THE reform of intergovernmental financing arrangements (RIGFA) is working well for the provinces and local-level governments, according to the National Economic and Fiscal Commission (NEFC).
NEFC chairman and chief executive officer Nao Badu had commended the Government for implementing the new system of intergovernmental financing as it should by law.
In the 2010 Budget, provinces and LLGs were given a 17% increase in their goods and services grants (K30 million) compared to the 2009 budget allocations.
This is on top of a 40% increase in 2009 (K37 million) for goods and services from 2008.
This is the result of the new funding arrangements where funding is now distributed on needs basis.
It is also affordable and sustainable for the Government, as the total funding for provinces and LLGs is now a set percentage of total resources available to the Government.
In 2009, an amount
of K177 million was allocated for the equalisation amount to be shared amongst the provinces and LLGs.
For next year, the share has increased to K207 million which is 5.48% of the net national revenue received in 2008.

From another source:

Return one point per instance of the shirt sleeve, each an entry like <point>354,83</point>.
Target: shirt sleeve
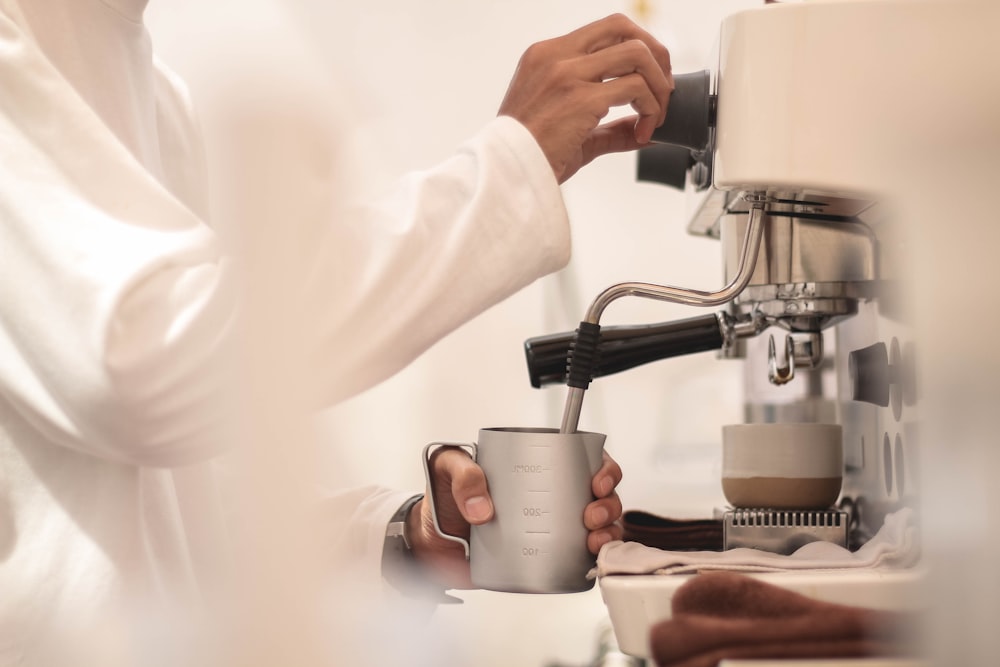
<point>122,311</point>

As part of the implementation process, the NEFC is working closely with the Department of Treasury to close the priority gap.
This is done by visiting the provinces to encourage them to increase their budget allocations and spending on core MTDS areas, namely health, education, agriculture, transport infrastructure, village courts and HIV/AIDS.
Mr Badu said the budget for recurrent goods and services budget is the most important part of the budget which is intended for delivery of basic services.
“Without this funding, drugs will not be distributed to the aid posts in the rural areas, school materials for rural schools will not be delivered and rural roads will not get maintained.
“The increase in the function grants in 2009 and 2010 as a result of RIGFA are a great step forward in delivering services to the people of Papua New Guinea.”